Reports from the prelims, from expert witnesses who were once hopeful in regard to Carlson’s potentially fair, empowering and pro-woman stance, now believe that the new chairwoman has hijacked the pageant for her own glory (“We’re expecting a long on-air speech from her … mentioning she went to Stanford U, and claiming to have started the #MeToo movement”) and that perhaps she just wanted her own pageant “without doing all the work,” claimed the source.

Another enraged, off-the-record insider asked, “if she really wanted to empower the 51 girls who are competing, why not poll them and ask them if they wanted to do swimsuit?”

Karl Nilsson, spokesman for the Miss America Organization, dismissed these sources’ opinion.

“Journalism is not the anonymous rantings from naysayers lifted from message boards and reprinted as fact. This has slowly turned into a circus side show,” Nilsson responded via email. “You’re asking for comment simply to incite a reaction and to give legitimacy to these disgruntled voices who choose to hide in the dark. These attempts only perpetuate the spreading of more lies, untruths, and gossip. The focus is 51 amazing women who are here to compete to be crowned the next Miss America. How nice it would be if everyone else shared that same vision.”

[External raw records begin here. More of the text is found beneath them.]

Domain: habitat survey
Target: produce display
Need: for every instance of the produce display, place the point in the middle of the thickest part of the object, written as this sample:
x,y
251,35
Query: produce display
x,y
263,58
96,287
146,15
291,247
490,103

Miss America 2018 Cara Mund claims she's been bullied by the pageant's new leaders.

Miss America drastically revamped

Is Miss America really a pageant? Not according to Carlson, who has turned the event into a “competition” and the contestants into “candidates.” Apparently, the newly-imagined event isn’t expected to have a runway, so the current Miss America won’t get to take her final walk down the runway before crowning her successor.  Not only are there no swimsuits and evening gowns, the sashes worn by the women will no longer say “Miss,” but only the state of origin. Does that mean, when the crown comes out and a victor is named for MA2019, that it could just say, “America?” “I guess the winner won’t get roses either,” joked one expert. “Carlson didn’t want the glitz and glamour often associated with the pageant, or whatever this is to be called.”

With all these changes going on with their investment, how does the Atlantic City business community who helped start the pageant in the first place feel about these seismic shifts?  How does Atlantic City’s Casino Reinvestment Development Authority (CRDA) feel after its recent additional $4.325 million supplemental subsidy went to Miss America’s coffers, for a total of a nearly $12 million pay-out over the past three years?

“The CRDA is currently in the third and final year of our contract with the Miss America Organization,” said CRDA communications manager Karen Martin. “ Nothing else is forthcoming at this time.”

Also on Wednesday, the organization was hit with a lawsuit for $100,000 by the Fox Rothschild law firm. The Miss America Organization said it would respond in legal papers, the Courier-Post reported.